His answer seemed genuine, but it didn’t satisfy me. Before I could stop and think, I heard myself asking about the woman in the storage house. “Did you go to her? That woman?”

“No! Ada, how do I convince you there is nothing, ~nothing~, between me and that woman? She practically threw herself at me in that storage house yesterday,” he shouted.

His anger and frustration were not something I had anticipated; we had never fought like this before. I was scared. “What you did not see was me dismissing her, telling her I will never be with her.”

He jumped up and stormed off toward the boats, and I knew I had pushed him too far. He had come here to check on me, maybe even apologize, and all I had done was let my worry get the best of me.

I could hear him grumbling in both Danish and Gaelic in the distance, and I looked over at him. He was stopped in his tracks, as if deciding what to do. He turned around to face me.

For a few seconds, we stared at each other in complete disdain. Who would make the first move? For him to take the path away from here would break us past the point of repair.

He must have seen the fear on my face or thought the same thing, and he made the humbling move to walk back toward me.

“I do not know what else to say, Ada,” he shook his head. “Look at the company I keep. I am lost when it comes to these matters.

“It’s not as if I sit around with Gosta, Egil, and the others discussing matters of the heart,” he said, crouching down in front of me with his hands resting on my legs.

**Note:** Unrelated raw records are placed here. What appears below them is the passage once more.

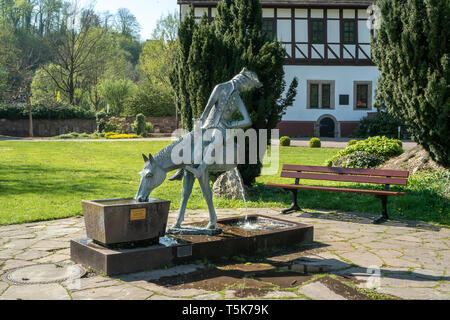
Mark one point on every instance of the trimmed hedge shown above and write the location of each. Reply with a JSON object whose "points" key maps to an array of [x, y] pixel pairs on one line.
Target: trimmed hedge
{"points": [[368, 153], [50, 111], [285, 141], [315, 143]]}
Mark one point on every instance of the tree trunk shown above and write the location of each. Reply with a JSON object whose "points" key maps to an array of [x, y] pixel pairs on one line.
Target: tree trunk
{"points": [[30, 117]]}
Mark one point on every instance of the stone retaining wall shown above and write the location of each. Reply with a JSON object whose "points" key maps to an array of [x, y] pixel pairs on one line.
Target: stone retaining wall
{"points": [[46, 128], [51, 128]]}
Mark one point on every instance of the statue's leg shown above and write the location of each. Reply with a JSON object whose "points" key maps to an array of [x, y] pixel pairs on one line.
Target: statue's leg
{"points": [[188, 183], [207, 194]]}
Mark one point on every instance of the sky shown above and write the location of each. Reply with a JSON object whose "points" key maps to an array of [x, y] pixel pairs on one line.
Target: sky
{"points": [[147, 12]]}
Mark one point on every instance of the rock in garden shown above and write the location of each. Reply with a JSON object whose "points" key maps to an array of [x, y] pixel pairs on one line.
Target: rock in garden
{"points": [[230, 186]]}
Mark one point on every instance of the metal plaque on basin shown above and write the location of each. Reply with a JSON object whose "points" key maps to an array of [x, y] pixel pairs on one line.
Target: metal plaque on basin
{"points": [[115, 221]]}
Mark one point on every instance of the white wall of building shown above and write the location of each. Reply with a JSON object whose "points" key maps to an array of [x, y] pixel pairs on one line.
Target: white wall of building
{"points": [[344, 77]]}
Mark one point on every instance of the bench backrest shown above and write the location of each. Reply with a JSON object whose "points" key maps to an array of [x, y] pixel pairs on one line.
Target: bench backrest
{"points": [[387, 177]]}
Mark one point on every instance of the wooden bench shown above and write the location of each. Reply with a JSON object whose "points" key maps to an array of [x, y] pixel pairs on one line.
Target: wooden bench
{"points": [[383, 177]]}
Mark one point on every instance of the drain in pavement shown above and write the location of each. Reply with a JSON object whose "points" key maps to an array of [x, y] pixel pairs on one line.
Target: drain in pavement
{"points": [[43, 274]]}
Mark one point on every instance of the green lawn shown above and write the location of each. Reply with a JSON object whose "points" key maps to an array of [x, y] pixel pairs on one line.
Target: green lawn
{"points": [[47, 180]]}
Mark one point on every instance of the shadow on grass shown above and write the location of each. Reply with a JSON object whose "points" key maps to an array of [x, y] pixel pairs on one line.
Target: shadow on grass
{"points": [[38, 179], [272, 270], [410, 210]]}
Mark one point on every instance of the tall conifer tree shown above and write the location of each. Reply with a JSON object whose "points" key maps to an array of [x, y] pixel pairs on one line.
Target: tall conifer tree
{"points": [[412, 51], [211, 53]]}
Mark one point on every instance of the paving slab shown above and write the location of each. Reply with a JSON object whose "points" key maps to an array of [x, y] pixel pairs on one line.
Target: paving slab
{"points": [[50, 245], [52, 291], [415, 293], [124, 292], [362, 258], [413, 261], [319, 291], [280, 295], [3, 286], [95, 282], [32, 255], [209, 296], [15, 263]]}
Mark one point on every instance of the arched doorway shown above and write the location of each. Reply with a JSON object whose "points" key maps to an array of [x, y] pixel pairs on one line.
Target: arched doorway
{"points": [[327, 128]]}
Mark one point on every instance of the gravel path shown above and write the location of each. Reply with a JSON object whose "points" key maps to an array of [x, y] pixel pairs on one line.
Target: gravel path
{"points": [[402, 259], [339, 143]]}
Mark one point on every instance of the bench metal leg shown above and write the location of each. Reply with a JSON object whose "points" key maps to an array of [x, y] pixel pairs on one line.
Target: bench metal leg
{"points": [[384, 215], [294, 206]]}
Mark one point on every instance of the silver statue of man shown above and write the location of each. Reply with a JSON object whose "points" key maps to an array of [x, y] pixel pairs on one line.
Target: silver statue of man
{"points": [[222, 104]]}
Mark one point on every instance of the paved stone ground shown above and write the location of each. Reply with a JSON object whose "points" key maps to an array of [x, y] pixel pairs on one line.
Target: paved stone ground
{"points": [[401, 259], [340, 143], [335, 143]]}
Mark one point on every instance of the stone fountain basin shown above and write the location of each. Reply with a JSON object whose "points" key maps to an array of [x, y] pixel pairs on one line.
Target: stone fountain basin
{"points": [[235, 239], [125, 220]]}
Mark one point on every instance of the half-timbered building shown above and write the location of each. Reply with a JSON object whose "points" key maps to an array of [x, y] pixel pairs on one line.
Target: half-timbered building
{"points": [[327, 46]]}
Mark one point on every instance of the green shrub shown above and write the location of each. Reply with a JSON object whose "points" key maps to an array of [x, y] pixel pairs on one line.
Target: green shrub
{"points": [[50, 110], [149, 127], [139, 125], [65, 136], [379, 147], [285, 141], [101, 118], [359, 159], [117, 124], [84, 135], [109, 134], [382, 124], [315, 143]]}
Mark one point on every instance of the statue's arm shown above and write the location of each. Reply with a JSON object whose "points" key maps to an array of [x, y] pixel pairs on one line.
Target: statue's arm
{"points": [[247, 122], [212, 101]]}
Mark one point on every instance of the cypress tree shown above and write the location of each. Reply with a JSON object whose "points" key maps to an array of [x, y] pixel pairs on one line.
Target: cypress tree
{"points": [[217, 52], [411, 49]]}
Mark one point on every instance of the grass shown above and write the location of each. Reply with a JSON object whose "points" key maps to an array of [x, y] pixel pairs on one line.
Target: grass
{"points": [[47, 180]]}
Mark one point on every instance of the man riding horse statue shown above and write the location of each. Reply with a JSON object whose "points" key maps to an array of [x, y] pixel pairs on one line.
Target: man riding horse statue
{"points": [[217, 120]]}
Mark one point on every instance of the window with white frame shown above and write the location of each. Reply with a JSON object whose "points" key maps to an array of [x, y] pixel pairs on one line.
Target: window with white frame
{"points": [[362, 93], [320, 94]]}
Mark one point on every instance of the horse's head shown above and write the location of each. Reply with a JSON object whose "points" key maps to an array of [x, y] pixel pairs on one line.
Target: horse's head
{"points": [[152, 176]]}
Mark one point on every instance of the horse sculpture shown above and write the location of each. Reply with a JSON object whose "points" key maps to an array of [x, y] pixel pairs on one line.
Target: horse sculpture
{"points": [[224, 101]]}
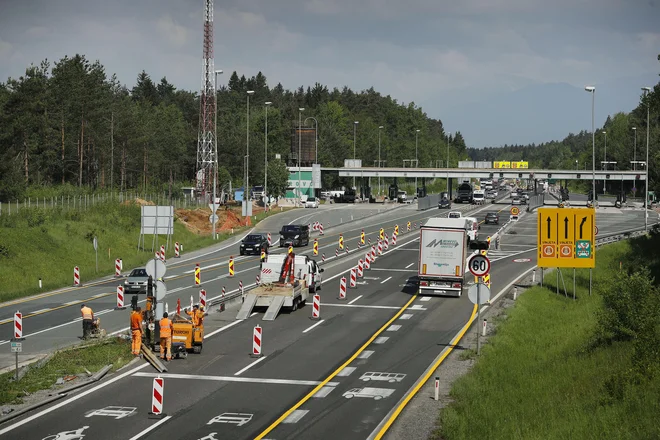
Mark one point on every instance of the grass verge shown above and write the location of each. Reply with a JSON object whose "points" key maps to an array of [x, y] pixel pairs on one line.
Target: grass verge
{"points": [[92, 357], [542, 377]]}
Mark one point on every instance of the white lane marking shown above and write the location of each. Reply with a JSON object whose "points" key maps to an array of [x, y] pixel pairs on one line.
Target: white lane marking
{"points": [[365, 307], [346, 371], [238, 373], [323, 392], [356, 298], [151, 428], [311, 327], [234, 379], [73, 399], [295, 416]]}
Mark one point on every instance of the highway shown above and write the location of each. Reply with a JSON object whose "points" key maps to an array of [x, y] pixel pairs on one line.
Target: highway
{"points": [[310, 383]]}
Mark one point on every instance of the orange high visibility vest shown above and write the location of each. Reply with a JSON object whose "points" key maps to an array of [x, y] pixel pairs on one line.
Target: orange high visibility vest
{"points": [[165, 328]]}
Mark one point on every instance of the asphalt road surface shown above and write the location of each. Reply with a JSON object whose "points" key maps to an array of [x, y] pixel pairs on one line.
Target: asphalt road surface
{"points": [[336, 377]]}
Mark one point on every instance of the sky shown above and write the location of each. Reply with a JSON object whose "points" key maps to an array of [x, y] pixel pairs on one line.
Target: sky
{"points": [[452, 58]]}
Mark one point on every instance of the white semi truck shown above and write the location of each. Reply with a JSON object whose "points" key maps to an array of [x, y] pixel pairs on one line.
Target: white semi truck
{"points": [[442, 253], [286, 280]]}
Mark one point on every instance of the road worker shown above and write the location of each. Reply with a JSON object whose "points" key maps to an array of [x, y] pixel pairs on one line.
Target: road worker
{"points": [[88, 320], [136, 330], [166, 329]]}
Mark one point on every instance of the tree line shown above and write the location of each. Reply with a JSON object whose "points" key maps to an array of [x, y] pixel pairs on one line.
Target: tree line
{"points": [[69, 122]]}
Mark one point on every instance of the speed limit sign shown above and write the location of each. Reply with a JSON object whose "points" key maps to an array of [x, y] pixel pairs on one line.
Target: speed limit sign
{"points": [[479, 265]]}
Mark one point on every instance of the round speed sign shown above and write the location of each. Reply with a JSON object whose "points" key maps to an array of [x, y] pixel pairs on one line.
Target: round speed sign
{"points": [[479, 265]]}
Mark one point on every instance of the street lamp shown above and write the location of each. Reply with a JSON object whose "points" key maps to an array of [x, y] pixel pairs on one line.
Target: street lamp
{"points": [[592, 90], [354, 141], [300, 110], [379, 129], [247, 155], [215, 147], [646, 91], [267, 103]]}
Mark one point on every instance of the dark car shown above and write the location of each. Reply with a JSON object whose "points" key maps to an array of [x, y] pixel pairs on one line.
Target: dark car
{"points": [[492, 217], [294, 235], [136, 281], [253, 243]]}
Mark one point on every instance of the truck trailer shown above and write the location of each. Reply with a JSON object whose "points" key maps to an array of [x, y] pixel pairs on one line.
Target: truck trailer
{"points": [[442, 253]]}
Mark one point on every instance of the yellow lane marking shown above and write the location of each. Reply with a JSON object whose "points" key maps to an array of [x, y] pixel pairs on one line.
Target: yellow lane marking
{"points": [[337, 371]]}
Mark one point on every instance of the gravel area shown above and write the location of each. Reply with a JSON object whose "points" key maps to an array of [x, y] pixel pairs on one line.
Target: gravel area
{"points": [[420, 418]]}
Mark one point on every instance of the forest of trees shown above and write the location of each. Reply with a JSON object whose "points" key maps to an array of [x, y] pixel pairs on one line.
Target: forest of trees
{"points": [[70, 122]]}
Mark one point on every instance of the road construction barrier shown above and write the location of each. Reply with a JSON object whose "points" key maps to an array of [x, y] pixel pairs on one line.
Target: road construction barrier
{"points": [[120, 298], [18, 325], [342, 288], [76, 277], [316, 307], [198, 275], [157, 396], [256, 341]]}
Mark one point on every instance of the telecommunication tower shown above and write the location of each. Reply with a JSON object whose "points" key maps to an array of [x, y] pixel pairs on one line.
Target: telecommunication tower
{"points": [[206, 135]]}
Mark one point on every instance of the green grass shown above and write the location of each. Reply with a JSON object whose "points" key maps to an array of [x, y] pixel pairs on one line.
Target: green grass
{"points": [[92, 357], [540, 377], [48, 243]]}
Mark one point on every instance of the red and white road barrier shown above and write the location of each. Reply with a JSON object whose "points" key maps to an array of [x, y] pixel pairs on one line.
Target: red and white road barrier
{"points": [[76, 277], [256, 341], [202, 298], [316, 307], [18, 325], [157, 396], [120, 298], [342, 288]]}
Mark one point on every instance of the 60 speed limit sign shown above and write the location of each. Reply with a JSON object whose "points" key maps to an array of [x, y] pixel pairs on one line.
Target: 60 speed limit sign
{"points": [[479, 265]]}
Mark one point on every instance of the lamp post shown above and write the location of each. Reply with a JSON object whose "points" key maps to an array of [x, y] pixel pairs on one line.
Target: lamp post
{"points": [[379, 163], [267, 103], [354, 142], [646, 91], [300, 110], [635, 150], [247, 155], [215, 146]]}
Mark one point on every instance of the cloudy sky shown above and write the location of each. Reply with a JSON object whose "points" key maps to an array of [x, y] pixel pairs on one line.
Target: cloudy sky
{"points": [[447, 56]]}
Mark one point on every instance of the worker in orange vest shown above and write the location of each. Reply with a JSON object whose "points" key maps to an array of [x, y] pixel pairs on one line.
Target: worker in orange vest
{"points": [[136, 330], [88, 320], [166, 329]]}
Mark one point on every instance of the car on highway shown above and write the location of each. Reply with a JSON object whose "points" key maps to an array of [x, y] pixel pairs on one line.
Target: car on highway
{"points": [[312, 202], [492, 217], [136, 282], [253, 243]]}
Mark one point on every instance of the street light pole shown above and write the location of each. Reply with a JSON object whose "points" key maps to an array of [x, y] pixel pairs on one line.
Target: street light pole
{"points": [[300, 110], [267, 103], [647, 90]]}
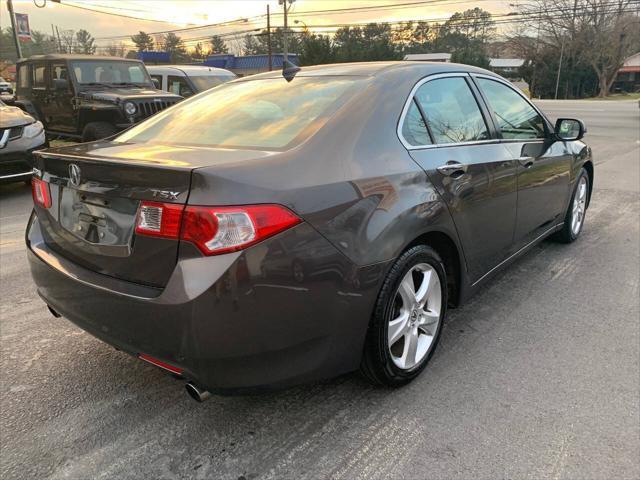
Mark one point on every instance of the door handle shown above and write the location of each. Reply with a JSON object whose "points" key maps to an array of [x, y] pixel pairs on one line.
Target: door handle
{"points": [[526, 162], [451, 168]]}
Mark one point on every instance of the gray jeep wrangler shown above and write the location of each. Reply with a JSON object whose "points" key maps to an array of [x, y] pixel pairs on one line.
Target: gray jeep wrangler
{"points": [[87, 97]]}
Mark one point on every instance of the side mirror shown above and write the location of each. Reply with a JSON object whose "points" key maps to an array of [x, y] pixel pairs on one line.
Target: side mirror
{"points": [[60, 84], [569, 129]]}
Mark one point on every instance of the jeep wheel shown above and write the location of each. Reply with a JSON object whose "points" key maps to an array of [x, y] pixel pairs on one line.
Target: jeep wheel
{"points": [[97, 130]]}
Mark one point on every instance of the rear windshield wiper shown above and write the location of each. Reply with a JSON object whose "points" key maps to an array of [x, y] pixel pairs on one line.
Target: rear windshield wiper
{"points": [[98, 84]]}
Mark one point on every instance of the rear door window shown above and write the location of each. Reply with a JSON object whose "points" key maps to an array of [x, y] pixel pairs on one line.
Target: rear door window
{"points": [[516, 118], [414, 130], [453, 115], [38, 76], [179, 86]]}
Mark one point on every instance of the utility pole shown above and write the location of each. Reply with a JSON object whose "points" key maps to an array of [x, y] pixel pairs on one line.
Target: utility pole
{"points": [[60, 42], [13, 27], [269, 38], [559, 70]]}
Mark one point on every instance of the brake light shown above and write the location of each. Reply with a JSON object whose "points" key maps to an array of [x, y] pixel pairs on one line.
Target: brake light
{"points": [[159, 219], [41, 193], [216, 230]]}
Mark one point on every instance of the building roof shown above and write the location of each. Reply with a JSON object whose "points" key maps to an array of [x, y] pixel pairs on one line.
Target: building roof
{"points": [[428, 57], [506, 62], [74, 56]]}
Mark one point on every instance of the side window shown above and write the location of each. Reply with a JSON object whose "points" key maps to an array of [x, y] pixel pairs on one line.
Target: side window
{"points": [[452, 112], [23, 76], [179, 86], [158, 79], [516, 118], [59, 72], [38, 76], [136, 75], [414, 129]]}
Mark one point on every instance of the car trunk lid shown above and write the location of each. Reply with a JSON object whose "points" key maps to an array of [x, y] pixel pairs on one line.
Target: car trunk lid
{"points": [[95, 199]]}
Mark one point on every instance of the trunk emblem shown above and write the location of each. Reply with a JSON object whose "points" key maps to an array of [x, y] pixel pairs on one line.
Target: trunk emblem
{"points": [[74, 174], [165, 194]]}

“Are you still mad about the journey here?” he asked. “I’m sorry. I am not used to having to worry about another person. This is all new to me... but I care for you a great deal. I truly do.”

He paused, searching for some type of consolation in my face. “That night Weylin attacked you, I blamed myself. I still blame myself. I was angry that I let that happen to you.

“I should have been there. I should have known he would try to harm you. It is my fault... If you wish to leave, then I will not stop you.”